The Ecumenical Water Network (EWN) and Corporate Accountability and Public Participation Africa (CAPPA) have emphasised the importance of robust campaign strategies if water privatisation plans in Nigeria and other countries in Africa must be defeated.
They drew this conclusion at a “Training the Trainers Workshop on No to Water Privatisation Campaign in Nigeria”, which held in Ibadan, the Oyo State capital, on February 17, 2023.
The workshop brought together members of ecumenical bodies, civil society, gender specialists, people living with disabilities, the media, and researchers, among others.
In her welcome words, Coordinator of the network, Rev Dr. Uzoaku Williams, said the training is timely in view of the precarious water situation in Nigeria and across Africa which she described as a human right disaster.
Williams said that when there is no water the home will be messy because water plays a vital role in hygiene particularly of girls and women.
She explained that the Ecumenical Water Network is a brainchild of the World Council of Churches and her members in Nigeria started their grassroots engagement with programmes in Makoko and other areas where people were experiencing human rights abuses. She opined that the turning point of the work of the network was when they started working to advance the human right to water because of the centrality of water to every basic need.
Going further, she pointed out that the network has played pivotal role in challenging the National Water Resources Bill and will continue to do so because of its anti-people provisions.
She also disclosed the network’s five-year plan which is essentially to make Nigerians conscious of water rights.
Giving an Overview of EWN engagements on water, the Very Rev. Kolade Fadahunsi argued that water privatisation will worsen the crisis of water shortage in hence the decision of the network to embark on the campaign on No to Water Privatisation.
Fadahunsi said that water must no longer be treated as a commodity because it is an essence of life and should be seen as such, even as he added that the World Bank and International Monetary Fund (IMF) are the biggest drivers of water privatisation on the continent.
Giving a breakdown of statistics on how Nigerians access water, the clergyman revealed that 57% of Nigerians depend on borehole, 25% depend on wells, 14% tap water, 3% on rivers and another 1% on ponds.

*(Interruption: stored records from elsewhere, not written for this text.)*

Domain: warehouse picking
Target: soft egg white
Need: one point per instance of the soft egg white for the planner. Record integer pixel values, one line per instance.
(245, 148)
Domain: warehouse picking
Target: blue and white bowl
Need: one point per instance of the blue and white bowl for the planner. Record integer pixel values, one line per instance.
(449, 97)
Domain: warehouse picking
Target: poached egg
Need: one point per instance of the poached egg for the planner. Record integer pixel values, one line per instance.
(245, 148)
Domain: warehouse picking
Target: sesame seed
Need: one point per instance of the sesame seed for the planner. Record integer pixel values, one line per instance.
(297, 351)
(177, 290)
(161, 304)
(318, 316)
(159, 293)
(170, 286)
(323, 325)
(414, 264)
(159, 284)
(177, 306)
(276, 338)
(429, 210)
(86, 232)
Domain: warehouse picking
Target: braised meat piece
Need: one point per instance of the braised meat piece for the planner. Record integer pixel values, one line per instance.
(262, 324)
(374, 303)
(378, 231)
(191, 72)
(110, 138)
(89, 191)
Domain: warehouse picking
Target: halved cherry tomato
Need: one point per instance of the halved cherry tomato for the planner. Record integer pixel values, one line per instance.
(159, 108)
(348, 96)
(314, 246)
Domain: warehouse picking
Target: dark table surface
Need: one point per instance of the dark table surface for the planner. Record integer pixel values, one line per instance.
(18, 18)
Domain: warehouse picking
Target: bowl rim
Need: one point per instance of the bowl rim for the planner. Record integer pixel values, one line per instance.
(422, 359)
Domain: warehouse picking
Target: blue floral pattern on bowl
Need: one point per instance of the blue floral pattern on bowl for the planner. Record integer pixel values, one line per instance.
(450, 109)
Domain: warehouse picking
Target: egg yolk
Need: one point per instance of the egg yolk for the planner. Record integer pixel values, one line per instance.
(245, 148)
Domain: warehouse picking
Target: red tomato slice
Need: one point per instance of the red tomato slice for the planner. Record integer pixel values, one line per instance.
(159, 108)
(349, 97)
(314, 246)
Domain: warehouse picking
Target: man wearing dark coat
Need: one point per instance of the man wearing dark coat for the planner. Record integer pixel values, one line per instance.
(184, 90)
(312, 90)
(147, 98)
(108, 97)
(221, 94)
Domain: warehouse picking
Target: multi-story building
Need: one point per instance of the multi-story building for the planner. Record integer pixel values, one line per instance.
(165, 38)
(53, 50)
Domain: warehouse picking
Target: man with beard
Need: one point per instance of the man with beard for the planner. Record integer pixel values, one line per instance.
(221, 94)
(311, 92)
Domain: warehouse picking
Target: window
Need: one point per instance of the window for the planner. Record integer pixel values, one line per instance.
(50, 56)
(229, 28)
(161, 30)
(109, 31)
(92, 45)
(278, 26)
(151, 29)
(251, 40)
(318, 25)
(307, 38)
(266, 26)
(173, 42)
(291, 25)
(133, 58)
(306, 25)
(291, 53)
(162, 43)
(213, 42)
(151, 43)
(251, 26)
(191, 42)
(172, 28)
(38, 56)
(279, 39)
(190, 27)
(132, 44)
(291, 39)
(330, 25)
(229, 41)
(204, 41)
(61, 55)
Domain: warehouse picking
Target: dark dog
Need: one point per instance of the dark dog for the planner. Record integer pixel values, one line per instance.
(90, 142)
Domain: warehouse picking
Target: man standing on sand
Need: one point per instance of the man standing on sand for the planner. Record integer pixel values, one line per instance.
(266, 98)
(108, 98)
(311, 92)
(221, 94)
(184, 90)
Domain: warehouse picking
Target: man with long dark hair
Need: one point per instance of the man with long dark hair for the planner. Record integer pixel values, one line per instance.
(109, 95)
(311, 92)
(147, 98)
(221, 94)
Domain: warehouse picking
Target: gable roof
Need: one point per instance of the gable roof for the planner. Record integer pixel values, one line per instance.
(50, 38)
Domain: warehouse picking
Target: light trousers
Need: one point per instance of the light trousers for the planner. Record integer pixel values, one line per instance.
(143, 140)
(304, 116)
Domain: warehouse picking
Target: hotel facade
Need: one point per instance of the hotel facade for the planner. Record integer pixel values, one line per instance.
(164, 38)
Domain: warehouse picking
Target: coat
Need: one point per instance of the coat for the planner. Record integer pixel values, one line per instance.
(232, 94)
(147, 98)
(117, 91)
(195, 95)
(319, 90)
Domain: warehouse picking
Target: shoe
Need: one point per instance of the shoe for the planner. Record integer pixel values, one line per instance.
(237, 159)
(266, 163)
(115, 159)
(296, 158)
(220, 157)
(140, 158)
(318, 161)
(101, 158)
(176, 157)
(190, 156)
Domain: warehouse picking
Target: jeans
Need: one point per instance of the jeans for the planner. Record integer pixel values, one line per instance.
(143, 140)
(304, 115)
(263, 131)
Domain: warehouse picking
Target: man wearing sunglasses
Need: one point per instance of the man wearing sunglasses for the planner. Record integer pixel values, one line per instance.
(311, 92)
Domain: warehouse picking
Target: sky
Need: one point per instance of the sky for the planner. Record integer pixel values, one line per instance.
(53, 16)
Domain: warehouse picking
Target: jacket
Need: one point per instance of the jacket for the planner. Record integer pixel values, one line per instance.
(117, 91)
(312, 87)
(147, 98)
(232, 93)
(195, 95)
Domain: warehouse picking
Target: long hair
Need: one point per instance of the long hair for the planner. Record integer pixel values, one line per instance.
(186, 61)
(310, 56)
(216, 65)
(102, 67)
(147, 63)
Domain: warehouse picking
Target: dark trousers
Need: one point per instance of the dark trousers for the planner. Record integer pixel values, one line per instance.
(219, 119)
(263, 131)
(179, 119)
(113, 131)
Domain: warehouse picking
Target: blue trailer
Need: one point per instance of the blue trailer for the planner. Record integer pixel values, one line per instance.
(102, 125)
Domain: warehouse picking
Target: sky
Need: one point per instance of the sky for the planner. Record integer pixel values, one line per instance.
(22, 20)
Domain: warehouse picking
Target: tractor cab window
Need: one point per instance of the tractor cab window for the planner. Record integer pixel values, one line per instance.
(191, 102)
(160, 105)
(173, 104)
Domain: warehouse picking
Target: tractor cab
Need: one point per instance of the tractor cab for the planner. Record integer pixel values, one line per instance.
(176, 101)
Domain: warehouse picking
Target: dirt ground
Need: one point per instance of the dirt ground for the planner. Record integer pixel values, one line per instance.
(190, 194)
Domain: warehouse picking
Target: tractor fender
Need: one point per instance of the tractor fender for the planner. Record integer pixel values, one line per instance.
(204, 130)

He went further to say that lack of access to water is also a reason for the herders-land owners’ crisis in the northern part of Nigeria which has led to deaths, displacements and animosity among former peaceful communities.
To further escalate he challenges of access, he said the network is exploiting the Lenten Season which starts on Wednesday February 22 to commence seven weeks of water commemoration to reflect on water issues.
During the training, presentations were made by Philip Jakpor, CAPPA director of programmes, who spoke on “Engaging the media on water advocacy” and explained that no successful advocacy is possible without a robust relationship between advocates and the media.
Aderonke Ige and Olatunji Buhari, both associate directors at CAPPA, spoke on “Reflections on Water Justice Campaign in Africa and Nigeria” and “What the law says and Community Water Parliaments” respectively.
The training also included a practical session on “Strategies for Organising a Water Campaign Advocacy and Public Actions”, a session on developing the requisite skill for a solid campaign against water privatisation and networking sessions.